Arsene Wenger can't bear to look as his Arsenal side slumped to a 3-1 defeat (Getty Images)

What is different this year is that the pieces are supposed to be in place for Wenger to do better. For the second summer in a row, the club have invested heavily in a stellar name, Alexis Sanchez this time, to make the team competitive at the highest level. There is a good strength in depth, with cover in most positions and, for once, the most critical shortage – centre-back – was addressed in the January transfer window.


The Kroenke ownership has been sympathetic to Wenger, to a fault it might be said, but come the 2014-2015 season, the club did not expect to be on the brink of elimination from the Champions League first knockout stage at the hands of the fourth-placed team in Ligue 1.

Per Mertesacker, who was one of the few to speak up afterwards, admitted that the team had been “naïve”, and it would be right to say that it was not a great night for him, either. But the way in which he was talking about the second leg would have been unthinkable when the draw was made. “We have seen a lot of miracle nights,” he said. “When I was a young kid, there were a lot of miracles. European nights can be very frustrating but can as well be wonderful. We need a wonderful night.”

A miracle was what Arsenal required last season against Bayern Munich in the second leg, and also away to Bayern the season before that. In those seasons, Wenger could point to the cruelty of the draw pairing them with Bayern both times, which was in part a consequence of having finished second in their group. For the last four years they have gone out in the round of 16, and this is supposed to be the year that they make progress.

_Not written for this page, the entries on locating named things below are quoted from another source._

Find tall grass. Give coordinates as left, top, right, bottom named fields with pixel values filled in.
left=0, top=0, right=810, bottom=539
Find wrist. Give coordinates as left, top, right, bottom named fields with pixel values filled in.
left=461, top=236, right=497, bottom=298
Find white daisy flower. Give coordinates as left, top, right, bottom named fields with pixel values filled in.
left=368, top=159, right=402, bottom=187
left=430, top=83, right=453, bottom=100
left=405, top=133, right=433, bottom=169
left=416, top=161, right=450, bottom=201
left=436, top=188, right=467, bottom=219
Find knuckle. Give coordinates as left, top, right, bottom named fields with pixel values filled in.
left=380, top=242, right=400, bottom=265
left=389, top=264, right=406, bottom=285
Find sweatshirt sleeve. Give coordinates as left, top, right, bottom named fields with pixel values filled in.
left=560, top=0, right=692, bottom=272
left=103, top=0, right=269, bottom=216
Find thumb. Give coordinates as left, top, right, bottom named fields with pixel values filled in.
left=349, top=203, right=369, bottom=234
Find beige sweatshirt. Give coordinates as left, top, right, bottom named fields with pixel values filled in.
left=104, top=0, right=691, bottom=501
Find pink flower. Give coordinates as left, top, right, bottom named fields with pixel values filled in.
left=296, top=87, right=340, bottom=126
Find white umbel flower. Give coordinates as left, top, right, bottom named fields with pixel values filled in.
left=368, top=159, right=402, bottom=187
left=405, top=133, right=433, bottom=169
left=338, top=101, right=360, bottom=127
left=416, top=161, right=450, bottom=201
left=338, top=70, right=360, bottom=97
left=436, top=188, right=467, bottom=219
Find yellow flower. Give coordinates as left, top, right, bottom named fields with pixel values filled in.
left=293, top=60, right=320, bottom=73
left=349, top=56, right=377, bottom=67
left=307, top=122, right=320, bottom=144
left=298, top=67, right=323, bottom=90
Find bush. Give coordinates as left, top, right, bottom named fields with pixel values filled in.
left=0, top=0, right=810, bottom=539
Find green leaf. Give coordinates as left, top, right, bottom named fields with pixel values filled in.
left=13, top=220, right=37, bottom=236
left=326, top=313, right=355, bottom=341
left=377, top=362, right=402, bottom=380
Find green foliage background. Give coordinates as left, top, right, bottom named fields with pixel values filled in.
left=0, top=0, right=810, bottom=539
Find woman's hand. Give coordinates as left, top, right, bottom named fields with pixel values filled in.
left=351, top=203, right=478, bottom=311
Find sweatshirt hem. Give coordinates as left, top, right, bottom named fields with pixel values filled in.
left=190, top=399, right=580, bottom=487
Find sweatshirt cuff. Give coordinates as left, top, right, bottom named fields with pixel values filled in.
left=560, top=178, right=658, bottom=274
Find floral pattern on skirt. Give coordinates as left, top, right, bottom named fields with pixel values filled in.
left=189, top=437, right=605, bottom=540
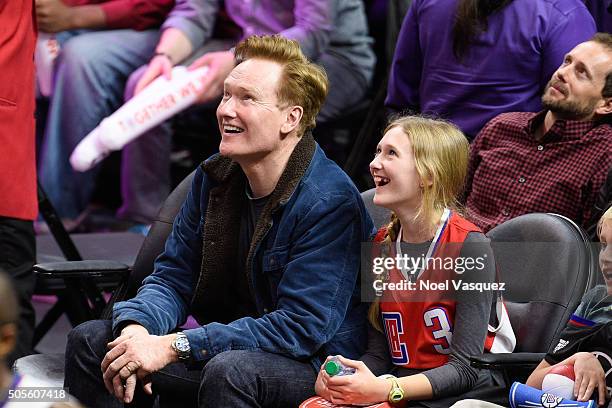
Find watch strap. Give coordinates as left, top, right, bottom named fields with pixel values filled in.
left=381, top=374, right=404, bottom=404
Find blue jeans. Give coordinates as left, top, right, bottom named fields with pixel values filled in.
left=38, top=30, right=159, bottom=218
left=64, top=320, right=317, bottom=408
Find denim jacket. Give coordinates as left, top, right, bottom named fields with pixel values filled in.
left=113, top=134, right=375, bottom=369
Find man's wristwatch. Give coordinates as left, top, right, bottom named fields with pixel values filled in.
left=380, top=374, right=404, bottom=404
left=172, top=332, right=191, bottom=361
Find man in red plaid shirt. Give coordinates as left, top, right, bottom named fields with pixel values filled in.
left=466, top=33, right=612, bottom=231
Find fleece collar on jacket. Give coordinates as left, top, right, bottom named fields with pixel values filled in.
left=192, top=132, right=316, bottom=324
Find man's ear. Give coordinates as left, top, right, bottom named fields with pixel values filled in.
left=0, top=323, right=17, bottom=360
left=281, top=106, right=304, bottom=134
left=595, top=98, right=612, bottom=116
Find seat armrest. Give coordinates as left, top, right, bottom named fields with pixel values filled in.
left=33, top=261, right=130, bottom=279
left=470, top=353, right=546, bottom=370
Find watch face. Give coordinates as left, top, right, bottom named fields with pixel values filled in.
left=174, top=336, right=191, bottom=352
left=390, top=391, right=404, bottom=402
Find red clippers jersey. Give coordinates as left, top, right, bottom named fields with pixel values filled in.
left=375, top=212, right=480, bottom=370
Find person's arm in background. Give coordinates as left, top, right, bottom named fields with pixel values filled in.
left=527, top=351, right=607, bottom=406
left=134, top=0, right=220, bottom=94
left=540, top=4, right=597, bottom=91
left=586, top=168, right=612, bottom=242
left=36, top=0, right=174, bottom=33
left=385, top=1, right=423, bottom=112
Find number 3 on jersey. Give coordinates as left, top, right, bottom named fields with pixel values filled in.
left=382, top=312, right=410, bottom=365
left=423, top=307, right=453, bottom=354
left=382, top=308, right=453, bottom=365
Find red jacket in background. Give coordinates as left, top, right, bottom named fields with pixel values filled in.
left=0, top=0, right=38, bottom=220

This time they had the benefit of two years’ investment in the team and they have gone two summers without having lost a key player – Robin van Persie in 2012 the last piece of family silver to be sold off. They were almost injury-free, and despite finishing second in the group, the draw had been kind to them. At the very least they were favourites for the home leg, yet they were embarrassed again.

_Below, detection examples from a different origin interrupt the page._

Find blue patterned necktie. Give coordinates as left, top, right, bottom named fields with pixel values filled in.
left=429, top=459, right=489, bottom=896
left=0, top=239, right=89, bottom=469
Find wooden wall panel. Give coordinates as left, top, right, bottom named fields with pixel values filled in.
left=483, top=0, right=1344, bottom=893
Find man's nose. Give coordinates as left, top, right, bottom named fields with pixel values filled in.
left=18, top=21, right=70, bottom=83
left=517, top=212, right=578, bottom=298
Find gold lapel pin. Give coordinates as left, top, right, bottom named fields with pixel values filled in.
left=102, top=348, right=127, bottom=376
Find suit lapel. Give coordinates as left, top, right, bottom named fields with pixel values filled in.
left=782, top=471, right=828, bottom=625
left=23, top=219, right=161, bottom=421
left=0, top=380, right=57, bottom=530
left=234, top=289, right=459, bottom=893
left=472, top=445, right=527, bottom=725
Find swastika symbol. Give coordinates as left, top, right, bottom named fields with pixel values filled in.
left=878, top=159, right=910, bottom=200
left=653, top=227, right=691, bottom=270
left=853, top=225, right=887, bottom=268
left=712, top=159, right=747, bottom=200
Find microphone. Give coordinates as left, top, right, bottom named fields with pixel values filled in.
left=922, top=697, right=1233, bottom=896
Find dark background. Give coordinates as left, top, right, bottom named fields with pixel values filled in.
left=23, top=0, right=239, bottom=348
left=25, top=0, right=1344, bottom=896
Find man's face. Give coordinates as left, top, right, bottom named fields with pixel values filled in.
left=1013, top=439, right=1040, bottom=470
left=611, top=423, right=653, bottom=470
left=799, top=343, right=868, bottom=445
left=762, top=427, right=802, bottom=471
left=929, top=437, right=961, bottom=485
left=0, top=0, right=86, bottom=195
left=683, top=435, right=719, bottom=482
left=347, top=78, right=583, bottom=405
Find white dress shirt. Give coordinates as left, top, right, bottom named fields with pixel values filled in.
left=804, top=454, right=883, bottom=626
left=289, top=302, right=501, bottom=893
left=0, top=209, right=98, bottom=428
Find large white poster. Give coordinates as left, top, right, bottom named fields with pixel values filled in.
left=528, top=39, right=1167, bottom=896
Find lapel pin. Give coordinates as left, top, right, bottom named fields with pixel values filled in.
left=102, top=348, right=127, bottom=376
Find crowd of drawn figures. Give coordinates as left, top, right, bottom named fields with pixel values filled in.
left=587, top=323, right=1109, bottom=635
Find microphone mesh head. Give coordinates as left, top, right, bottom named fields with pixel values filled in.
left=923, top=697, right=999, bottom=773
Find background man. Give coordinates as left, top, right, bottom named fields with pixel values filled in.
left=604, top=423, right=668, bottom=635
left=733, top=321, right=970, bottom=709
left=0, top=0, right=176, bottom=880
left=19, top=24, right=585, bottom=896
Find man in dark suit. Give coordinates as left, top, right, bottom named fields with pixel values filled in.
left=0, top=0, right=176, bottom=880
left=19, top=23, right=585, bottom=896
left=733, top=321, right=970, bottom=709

The summer of 2014 was envisaged to be the time when the club’s position would be strengthened. The revenue from the new deal with the Emirates naming rights came on stream, so too the £170m five-year Puma kit deal. At the same time as Arsenal’s profitable model generated money, so they hoped that the Uefa Financial Fair Play rules would restrict the traditional high-spenders, like Chelsea and Manchester City.

More than £70m was spent in the summer on Sanchez, Danny Welbeck, Calum Chambers, Mathieu Debuchy and David Ospina, with very little recouped beyond that of Thomas Vermaelen’s fee. Arsenal are entitled to say that they were playing catch-up with some of their wealthier rivals but almost three years on from Van Persie’s sale they are contemplating a fifth consecutive exit in the round of 16.

Overlooked in Jose Mourinho’s Goals on Sunday performance was his withering assessment of Arsenal’s season. “Arsenal? I don’t understand why they are not with Man City,” he said. “Every manager in the world would love to have the stability he [Wenger] has year after year with a chance to buy, to sell, to rebuild, to wait for success... and wait and wait. I think he has a dream job.”

The barb was obvious and it would be unfair on Wenger to compare the challenge he has faced over the last 10 years to those Mourinho has encountered. But at Arsenal now the expectation is different to what it might have been five years ago, when Chelsea were able to strengthen at will. Now they are forced to trade more strategically as the sale of players like Juan Mata and André Schürrle have demonstrated.

Having agreed that new three-year contract with Wenger in the summer, the club permitted no margin for doubt that they saw him as the man to take them into a new era when there would be fewer restrictions on their spending and more on their rivals. A one-year deal, or even two, might have seemed like they were hedging their bets, but three years was a strong endorsement.

As Monaco escaped on the counter-attack for their third goal, a sinking feeling suffused the Emirates. Third in the league and in the FA Cup quarter-finals, it was a long way from mutiny. They are not even out of the Champions League yet, but on Wednesday night the story looked uncomfortably familiar.